Frankfurter Golfplatz GmbH

Ein Magistratsbeschluss vom 22. Juni 1912 machte den Weg frei: Er enthielt nicht nur den Entwurf eines 25-jährigen Mietvertrags, sondern stellte auch nüchtern fest, dass Golf zu den „Bewegungsspielen“ gehöre, deren Ausübung in Frankfurt bislang nicht möglich sei. Zur Frage der Finanzierung des Projektes fügte der unterzeichnende Beamte hinzu, dass die „zur Errichtung mindestens notwendigen Gelder von hunderttausend Mark ebenfalls gesichert erscheinen.“ Hierzu erfolgte am 14. Dezember 1912 die Gründung einer Frankfurter Golfplatz GmbH. Zweck dieses Unternehmens war die Anlage und Instandhaltung eines Golfplatzes in Frankfurt am Main. Wie die Leitung der Gesellschaft schon bald mitteilte, ging es dabei um die Bereitstellung des Golfspielplatzes für einen noch zu gründenden Golfclub.  

Mit der Schaffung einer solchen Gesellschaft waren die Gründungsväter des Frankfurter Golf Club ihrer Zeit weit voraus und antizipierten ein wirtschaftliches Konstrukt, das eigentlich erst 80 Jahre später in Deutschland und Mitteleuropa üblich wurde, nämlich die Trennung in Sportverein und Betreibergesellschaft.

Wie der schottische Dundee Courier am 12. Februar 1912 berichtete, wurde der erste Frankfurter Golfplatz von dem Professional A. Jackson aus Bournemouth, England, ausgelegt, der zuvor bereits als Vorarbeiter von James Braid in Romford, England, tätig gewesen war.
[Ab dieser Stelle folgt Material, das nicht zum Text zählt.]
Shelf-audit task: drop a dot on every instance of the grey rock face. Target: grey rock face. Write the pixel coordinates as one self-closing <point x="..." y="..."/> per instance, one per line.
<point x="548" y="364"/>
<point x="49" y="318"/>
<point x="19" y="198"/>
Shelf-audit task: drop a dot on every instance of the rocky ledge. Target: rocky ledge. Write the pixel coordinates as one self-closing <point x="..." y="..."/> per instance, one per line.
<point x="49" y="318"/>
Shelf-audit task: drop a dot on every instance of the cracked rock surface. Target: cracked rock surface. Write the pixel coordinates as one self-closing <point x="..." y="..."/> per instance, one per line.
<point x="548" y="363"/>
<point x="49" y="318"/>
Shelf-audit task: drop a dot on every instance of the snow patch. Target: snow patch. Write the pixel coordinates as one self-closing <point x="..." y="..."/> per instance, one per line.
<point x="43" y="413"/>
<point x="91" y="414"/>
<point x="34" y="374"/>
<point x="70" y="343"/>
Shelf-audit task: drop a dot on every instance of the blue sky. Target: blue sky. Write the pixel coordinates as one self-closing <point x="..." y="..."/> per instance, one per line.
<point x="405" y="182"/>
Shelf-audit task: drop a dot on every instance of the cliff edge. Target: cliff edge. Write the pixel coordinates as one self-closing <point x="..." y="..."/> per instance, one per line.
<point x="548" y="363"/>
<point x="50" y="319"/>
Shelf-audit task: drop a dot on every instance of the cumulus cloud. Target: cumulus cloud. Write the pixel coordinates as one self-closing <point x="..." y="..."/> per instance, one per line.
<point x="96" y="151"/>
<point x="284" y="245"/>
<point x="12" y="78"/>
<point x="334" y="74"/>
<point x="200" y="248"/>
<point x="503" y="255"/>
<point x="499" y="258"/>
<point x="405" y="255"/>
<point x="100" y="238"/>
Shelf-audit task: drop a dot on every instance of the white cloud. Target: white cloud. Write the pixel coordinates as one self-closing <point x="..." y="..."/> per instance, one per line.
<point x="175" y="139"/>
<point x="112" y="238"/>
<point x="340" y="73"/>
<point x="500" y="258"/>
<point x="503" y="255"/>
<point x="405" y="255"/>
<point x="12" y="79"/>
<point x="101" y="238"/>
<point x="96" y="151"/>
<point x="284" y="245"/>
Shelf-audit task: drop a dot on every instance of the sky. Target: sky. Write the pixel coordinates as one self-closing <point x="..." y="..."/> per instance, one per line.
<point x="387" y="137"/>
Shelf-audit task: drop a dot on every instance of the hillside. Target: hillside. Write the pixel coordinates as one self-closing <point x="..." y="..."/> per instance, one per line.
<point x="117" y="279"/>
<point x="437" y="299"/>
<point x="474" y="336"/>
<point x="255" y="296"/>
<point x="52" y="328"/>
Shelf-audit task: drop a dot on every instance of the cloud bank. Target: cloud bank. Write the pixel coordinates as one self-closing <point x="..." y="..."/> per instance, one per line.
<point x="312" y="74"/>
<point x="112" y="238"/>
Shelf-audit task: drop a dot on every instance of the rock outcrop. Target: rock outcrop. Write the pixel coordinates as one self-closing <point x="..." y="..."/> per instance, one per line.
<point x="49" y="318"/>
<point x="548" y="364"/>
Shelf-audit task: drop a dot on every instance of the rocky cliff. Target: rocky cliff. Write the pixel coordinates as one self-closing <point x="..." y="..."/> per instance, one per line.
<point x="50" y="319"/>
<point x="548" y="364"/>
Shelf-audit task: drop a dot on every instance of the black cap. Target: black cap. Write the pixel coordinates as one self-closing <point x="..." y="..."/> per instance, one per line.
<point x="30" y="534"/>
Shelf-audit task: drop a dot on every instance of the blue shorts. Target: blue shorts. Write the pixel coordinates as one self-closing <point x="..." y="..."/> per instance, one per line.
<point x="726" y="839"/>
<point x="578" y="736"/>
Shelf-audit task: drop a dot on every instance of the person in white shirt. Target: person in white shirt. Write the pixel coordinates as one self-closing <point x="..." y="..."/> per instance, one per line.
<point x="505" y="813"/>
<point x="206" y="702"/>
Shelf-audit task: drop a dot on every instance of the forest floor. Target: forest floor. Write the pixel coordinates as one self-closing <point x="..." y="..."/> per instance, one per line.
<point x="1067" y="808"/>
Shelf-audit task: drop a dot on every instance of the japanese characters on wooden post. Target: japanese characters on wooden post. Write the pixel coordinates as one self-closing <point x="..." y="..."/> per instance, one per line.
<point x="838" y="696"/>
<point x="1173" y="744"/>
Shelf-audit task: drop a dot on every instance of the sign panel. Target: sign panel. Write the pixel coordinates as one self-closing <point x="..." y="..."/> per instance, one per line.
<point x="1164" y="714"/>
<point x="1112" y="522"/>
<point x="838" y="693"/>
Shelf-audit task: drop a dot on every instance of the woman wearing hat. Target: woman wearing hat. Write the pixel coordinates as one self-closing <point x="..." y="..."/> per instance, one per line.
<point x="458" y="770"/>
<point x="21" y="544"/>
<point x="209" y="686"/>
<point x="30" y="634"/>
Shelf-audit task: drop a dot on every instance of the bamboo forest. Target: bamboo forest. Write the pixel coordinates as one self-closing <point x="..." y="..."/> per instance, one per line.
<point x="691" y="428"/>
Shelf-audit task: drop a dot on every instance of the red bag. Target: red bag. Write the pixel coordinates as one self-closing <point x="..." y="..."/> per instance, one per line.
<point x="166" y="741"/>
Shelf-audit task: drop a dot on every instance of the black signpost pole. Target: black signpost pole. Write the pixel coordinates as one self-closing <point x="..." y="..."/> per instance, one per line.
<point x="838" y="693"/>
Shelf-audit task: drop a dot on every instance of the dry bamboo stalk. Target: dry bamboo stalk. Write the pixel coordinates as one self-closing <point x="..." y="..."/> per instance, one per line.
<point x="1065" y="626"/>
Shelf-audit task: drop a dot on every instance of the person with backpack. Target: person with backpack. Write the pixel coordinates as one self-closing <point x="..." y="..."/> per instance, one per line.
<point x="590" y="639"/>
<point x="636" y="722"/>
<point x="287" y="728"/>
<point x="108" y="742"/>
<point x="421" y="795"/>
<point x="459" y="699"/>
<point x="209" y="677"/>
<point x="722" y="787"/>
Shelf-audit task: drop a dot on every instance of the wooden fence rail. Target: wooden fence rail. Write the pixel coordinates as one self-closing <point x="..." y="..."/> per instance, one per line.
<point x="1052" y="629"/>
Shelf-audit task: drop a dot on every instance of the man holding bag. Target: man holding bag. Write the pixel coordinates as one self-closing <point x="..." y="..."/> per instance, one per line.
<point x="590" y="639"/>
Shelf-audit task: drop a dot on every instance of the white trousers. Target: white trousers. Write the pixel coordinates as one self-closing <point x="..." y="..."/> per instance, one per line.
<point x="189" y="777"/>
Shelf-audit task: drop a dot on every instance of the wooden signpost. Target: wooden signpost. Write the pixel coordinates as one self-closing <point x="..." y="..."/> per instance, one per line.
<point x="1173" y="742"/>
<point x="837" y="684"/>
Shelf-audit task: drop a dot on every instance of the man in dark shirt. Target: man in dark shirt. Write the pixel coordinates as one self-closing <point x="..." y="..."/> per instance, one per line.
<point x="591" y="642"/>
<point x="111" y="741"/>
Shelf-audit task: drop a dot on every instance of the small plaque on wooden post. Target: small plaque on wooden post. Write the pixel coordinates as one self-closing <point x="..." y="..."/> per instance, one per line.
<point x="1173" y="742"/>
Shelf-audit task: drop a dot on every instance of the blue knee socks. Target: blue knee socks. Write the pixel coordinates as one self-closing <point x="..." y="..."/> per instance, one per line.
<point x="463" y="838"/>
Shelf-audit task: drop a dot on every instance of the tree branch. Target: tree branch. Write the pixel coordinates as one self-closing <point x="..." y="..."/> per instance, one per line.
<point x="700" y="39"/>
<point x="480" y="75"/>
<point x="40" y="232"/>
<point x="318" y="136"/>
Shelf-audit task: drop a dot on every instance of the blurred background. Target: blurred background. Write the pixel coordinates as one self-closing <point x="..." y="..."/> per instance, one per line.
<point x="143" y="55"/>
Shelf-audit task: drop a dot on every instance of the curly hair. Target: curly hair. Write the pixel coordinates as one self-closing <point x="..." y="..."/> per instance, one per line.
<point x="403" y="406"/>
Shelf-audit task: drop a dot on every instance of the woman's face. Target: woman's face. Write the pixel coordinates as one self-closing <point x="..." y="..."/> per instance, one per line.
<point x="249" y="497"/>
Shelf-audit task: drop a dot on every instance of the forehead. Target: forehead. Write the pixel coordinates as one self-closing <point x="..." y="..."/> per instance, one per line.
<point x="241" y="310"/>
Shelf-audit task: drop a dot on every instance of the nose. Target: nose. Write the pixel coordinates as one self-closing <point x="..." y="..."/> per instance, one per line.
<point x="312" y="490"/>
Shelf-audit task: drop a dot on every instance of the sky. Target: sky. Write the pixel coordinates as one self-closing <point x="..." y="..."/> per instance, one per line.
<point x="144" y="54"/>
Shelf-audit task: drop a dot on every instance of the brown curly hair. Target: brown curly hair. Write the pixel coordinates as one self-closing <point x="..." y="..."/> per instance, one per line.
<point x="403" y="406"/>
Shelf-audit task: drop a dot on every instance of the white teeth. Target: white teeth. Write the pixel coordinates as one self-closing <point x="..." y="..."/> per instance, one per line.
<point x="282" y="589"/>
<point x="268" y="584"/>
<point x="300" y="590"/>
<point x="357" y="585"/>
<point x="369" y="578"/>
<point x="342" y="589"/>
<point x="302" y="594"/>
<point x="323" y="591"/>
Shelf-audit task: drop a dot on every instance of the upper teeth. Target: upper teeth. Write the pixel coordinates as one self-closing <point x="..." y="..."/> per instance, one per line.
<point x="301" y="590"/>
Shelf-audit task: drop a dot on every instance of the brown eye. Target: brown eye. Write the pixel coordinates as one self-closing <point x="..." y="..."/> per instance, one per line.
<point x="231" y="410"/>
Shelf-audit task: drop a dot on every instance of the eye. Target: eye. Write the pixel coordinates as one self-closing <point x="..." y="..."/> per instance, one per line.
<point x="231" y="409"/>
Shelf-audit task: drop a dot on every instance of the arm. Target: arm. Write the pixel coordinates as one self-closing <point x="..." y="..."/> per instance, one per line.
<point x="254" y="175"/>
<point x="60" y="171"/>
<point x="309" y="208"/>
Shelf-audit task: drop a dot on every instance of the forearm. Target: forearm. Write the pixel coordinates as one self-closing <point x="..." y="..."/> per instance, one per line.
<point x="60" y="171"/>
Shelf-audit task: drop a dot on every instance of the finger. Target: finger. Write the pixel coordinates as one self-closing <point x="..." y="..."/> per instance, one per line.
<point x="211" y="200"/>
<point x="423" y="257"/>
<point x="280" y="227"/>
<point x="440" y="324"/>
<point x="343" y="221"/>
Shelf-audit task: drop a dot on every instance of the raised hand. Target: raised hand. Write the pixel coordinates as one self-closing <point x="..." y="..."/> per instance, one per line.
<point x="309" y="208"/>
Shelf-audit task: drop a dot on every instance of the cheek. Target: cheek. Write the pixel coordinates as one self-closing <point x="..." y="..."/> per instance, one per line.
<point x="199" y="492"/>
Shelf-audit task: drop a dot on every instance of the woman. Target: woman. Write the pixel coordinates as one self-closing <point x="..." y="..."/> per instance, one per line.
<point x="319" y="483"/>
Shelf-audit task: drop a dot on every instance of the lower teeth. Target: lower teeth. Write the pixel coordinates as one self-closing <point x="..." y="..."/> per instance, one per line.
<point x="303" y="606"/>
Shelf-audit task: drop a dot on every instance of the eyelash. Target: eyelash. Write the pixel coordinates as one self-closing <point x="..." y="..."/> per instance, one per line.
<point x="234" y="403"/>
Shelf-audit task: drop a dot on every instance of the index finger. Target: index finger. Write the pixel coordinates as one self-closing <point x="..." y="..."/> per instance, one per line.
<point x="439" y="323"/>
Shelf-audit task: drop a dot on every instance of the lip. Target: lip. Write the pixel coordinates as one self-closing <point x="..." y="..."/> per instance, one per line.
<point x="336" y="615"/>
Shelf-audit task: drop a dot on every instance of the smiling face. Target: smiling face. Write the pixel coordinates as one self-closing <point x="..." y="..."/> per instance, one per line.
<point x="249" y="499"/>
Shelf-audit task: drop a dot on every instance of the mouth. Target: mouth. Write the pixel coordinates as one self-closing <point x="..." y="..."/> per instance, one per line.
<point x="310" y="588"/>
Bereits fünf Monate nach Konstituierung des Frankfurter Golf Clubs im März 1913, vermeldet die Zeitschrift Lawn-Tennis und Golf die weitgehende Fertigstellung der Golfanlage sowie den Umbau des ehemaligen, in einem schönen Park gelegenen Herrenhauses des Hofgutes Goldstein in ein Clubhaus.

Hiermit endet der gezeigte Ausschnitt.